Author: Winter  |  Category: Lex Valentine, friends, pimping, writing

I love this guy. He is always there with a kind word. He’s the most supportive of friends. He’s smart and funny and makes you wish he wasn’t married. *wink* Now, he has something happening that he’s always longed for… to be a published fiction author. Marty’s first fiction release is due out January 26!

Last year, I inherited at project at Wild Child Publishing.  An editor left and the project fell to me in terms of finding authors and stories for it.  I wasn’t quite sure how to go about that. After all, I don’t usually hang with authors who write horror.

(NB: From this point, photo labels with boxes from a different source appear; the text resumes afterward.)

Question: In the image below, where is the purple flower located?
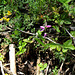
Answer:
[44,33,47,37]
[40,25,51,31]
[40,26,45,31]
[45,25,51,28]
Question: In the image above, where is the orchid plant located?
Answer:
[40,25,51,37]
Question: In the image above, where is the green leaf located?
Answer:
[63,40,72,46]
[64,21,71,24]
[44,63,47,68]
[38,63,43,67]
[53,26,60,32]
[23,39,33,43]
[40,67,44,71]
[63,40,75,50]
[35,38,45,46]
[62,48,68,53]
[70,31,75,37]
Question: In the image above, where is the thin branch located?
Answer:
[0,61,4,75]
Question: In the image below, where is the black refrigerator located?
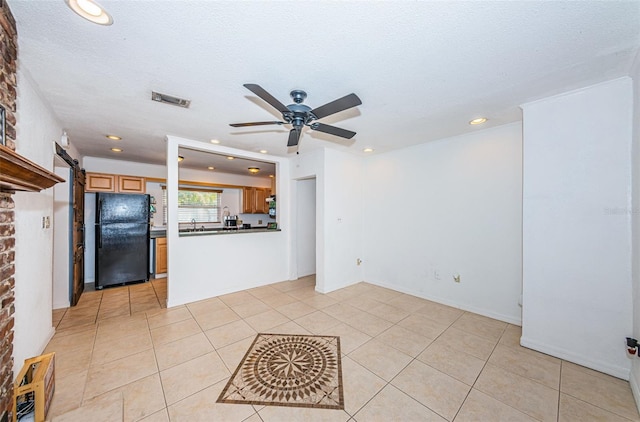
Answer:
[96,193,150,289]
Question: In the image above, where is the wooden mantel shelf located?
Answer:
[0,145,64,192]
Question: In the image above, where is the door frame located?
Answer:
[54,142,85,306]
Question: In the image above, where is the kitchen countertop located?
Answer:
[151,227,280,239]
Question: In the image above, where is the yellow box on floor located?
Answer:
[13,353,56,422]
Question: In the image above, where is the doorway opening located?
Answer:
[52,144,85,309]
[296,177,317,278]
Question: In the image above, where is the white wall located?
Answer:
[629,53,640,404]
[363,123,522,324]
[13,69,62,375]
[521,78,633,379]
[53,163,72,309]
[167,136,292,306]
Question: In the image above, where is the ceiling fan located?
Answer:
[230,84,362,147]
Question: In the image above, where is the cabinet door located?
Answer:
[255,188,269,214]
[118,176,146,193]
[85,173,116,192]
[242,186,256,214]
[156,237,167,274]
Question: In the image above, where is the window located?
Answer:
[162,186,222,225]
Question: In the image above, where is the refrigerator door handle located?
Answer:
[96,224,102,249]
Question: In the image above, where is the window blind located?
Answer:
[162,186,222,225]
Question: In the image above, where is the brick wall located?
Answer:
[0,0,18,421]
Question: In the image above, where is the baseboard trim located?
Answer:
[366,281,522,326]
[520,336,637,380]
[629,364,640,412]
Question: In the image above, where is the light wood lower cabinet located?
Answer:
[85,173,147,193]
[156,237,167,274]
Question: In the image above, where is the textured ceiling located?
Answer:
[8,0,640,170]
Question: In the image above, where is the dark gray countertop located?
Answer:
[151,227,280,239]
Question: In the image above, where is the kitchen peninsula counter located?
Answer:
[151,227,280,239]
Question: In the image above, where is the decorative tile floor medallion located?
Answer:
[218,333,344,409]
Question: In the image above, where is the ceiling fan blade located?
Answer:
[229,121,284,127]
[311,123,356,139]
[287,128,300,147]
[311,94,362,119]
[244,84,289,113]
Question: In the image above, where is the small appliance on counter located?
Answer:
[224,215,238,228]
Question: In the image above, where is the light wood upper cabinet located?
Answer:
[85,173,146,193]
[242,186,256,214]
[85,173,117,192]
[156,237,167,274]
[242,186,271,214]
[255,188,269,214]
[118,176,147,193]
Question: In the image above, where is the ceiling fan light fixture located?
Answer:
[65,0,113,25]
[469,117,487,125]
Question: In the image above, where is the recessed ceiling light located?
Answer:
[65,0,113,25]
[469,117,487,125]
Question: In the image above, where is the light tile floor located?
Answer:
[46,277,640,422]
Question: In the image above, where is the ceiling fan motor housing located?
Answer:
[289,89,307,104]
[231,84,362,147]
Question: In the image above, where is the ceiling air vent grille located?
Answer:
[151,91,191,108]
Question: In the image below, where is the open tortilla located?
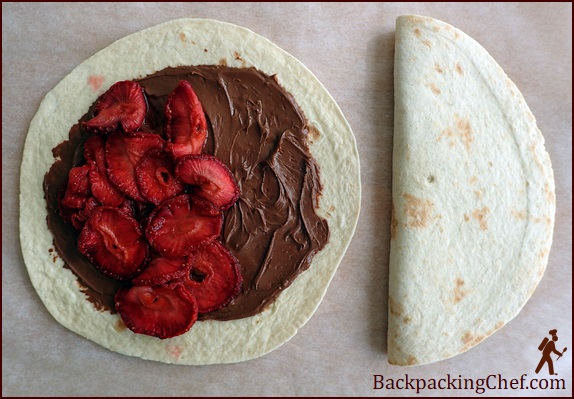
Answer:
[388,16,555,365]
[20,19,361,365]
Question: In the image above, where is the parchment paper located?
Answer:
[2,3,574,396]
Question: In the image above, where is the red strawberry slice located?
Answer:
[173,240,243,314]
[60,165,90,209]
[70,197,102,230]
[132,257,189,285]
[115,285,197,339]
[176,155,239,210]
[84,135,124,206]
[78,206,148,280]
[165,80,207,158]
[106,132,165,202]
[83,80,147,133]
[145,194,223,258]
[136,150,185,205]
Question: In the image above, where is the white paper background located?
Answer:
[2,3,574,396]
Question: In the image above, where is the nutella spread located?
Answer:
[44,66,329,320]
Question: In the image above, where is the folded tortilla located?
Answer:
[388,16,555,365]
[20,19,361,365]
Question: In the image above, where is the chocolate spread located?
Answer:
[44,66,329,320]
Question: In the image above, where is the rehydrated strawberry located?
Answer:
[145,194,223,258]
[165,80,207,158]
[78,206,148,280]
[176,154,239,210]
[174,240,243,314]
[60,165,90,209]
[106,132,165,202]
[84,135,124,206]
[83,80,147,133]
[132,256,189,285]
[136,149,185,205]
[70,197,102,230]
[115,285,197,339]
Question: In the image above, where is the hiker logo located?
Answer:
[536,329,568,375]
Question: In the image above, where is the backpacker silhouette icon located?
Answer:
[536,329,568,375]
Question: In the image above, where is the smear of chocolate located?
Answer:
[44,66,329,320]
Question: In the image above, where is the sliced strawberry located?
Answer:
[174,240,243,313]
[60,165,90,209]
[132,257,189,285]
[71,197,102,230]
[78,206,148,280]
[84,135,124,206]
[83,80,147,133]
[145,194,223,258]
[106,132,165,202]
[136,149,185,205]
[115,285,197,339]
[176,155,239,210]
[165,80,207,158]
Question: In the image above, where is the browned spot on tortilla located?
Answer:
[456,119,474,150]
[114,319,127,332]
[403,193,433,227]
[307,126,321,143]
[391,203,399,240]
[389,295,403,316]
[437,116,474,151]
[453,277,466,303]
[454,62,464,75]
[407,355,419,366]
[325,205,335,218]
[88,75,105,92]
[430,83,440,95]
[472,206,490,231]
[462,331,484,348]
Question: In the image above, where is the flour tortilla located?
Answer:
[20,19,361,365]
[388,16,555,365]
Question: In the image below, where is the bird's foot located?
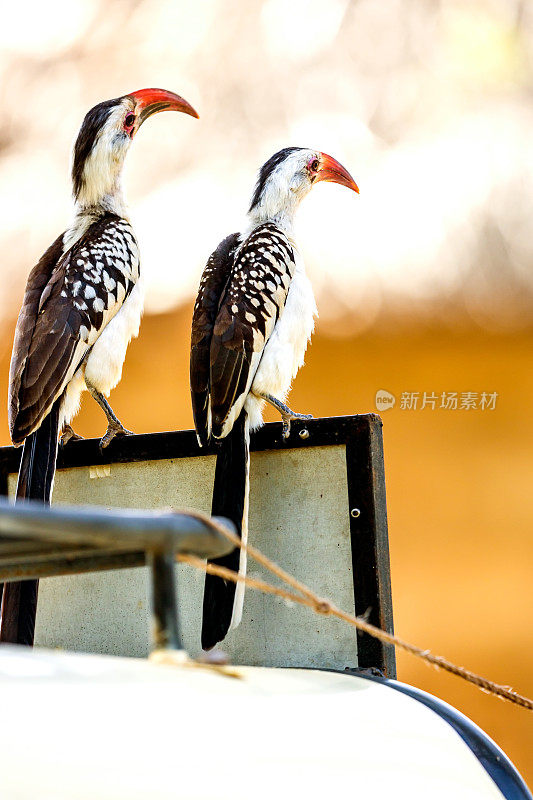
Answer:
[256,393,313,439]
[100,420,133,450]
[59,425,83,447]
[281,409,313,439]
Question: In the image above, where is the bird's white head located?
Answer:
[72,89,198,208]
[248,147,359,227]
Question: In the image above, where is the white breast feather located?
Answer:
[246,251,318,430]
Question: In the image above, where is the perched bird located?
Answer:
[190,147,359,650]
[0,89,198,644]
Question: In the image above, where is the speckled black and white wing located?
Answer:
[190,233,240,445]
[9,214,139,444]
[209,223,295,438]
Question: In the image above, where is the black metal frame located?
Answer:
[0,414,396,678]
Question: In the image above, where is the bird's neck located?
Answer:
[75,147,126,217]
[248,182,301,236]
[247,206,296,237]
[63,183,129,249]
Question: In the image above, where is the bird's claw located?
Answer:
[59,425,83,447]
[100,422,133,450]
[281,411,313,439]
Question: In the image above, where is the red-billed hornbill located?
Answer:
[0,89,198,644]
[190,147,359,650]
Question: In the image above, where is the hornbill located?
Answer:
[0,89,198,645]
[190,147,359,650]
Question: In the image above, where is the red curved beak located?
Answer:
[128,89,198,128]
[315,153,359,194]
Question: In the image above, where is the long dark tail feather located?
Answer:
[0,400,60,646]
[202,410,250,650]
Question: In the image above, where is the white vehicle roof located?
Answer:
[0,645,527,800]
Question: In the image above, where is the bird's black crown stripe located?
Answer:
[248,147,302,211]
[72,97,122,197]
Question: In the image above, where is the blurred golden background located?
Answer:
[0,0,533,782]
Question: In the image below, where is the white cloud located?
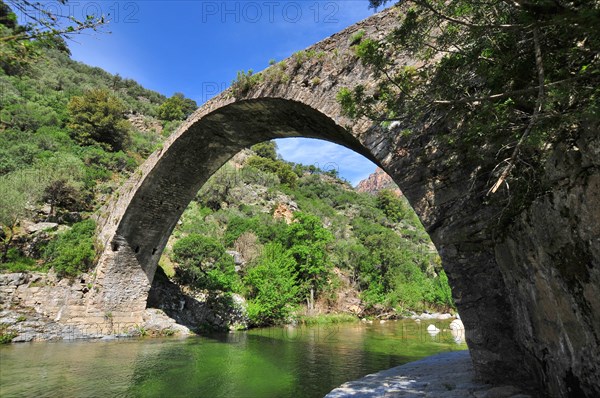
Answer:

Weirdly III is an invite only anthology of horror stories. It’s full of twisted paranormal stories in the Twilight Zone genre. Finding freaky stuff to suit the book was just… freaky.

It became a labor of love, however, as I grew to enjoy the creepy stories that landed one by one in my Inbox. As I went along, counting word counts with an eye toward having 70K so the book would have a shot at coming out in print eventually, it dawned on me that I knew writers outside of the world of romance and erotic romance.

So I sent Marty an email and asked him if he was interested. And he was. Now, months after this book suffered many a set back, it’s ready for publication and there is Marty’s name on the cover. Oh, my name’s there too, but I’m not nearly as excited about that as I am to see Marty there!

I really loved Marty’s twisted story about a singer who wishes he could be in more than one place at one time. It was exciting and creepy at the same time and Marty did a great job learning how to write for a publisher. (No head hopping! *wink*)

On January 26, take a run over to Banal Leakage and congratulate Marty on his release day. Then head on over to Wild Child Publishing and buy yourself a copy of Weirdly III. You will not be sorry you did!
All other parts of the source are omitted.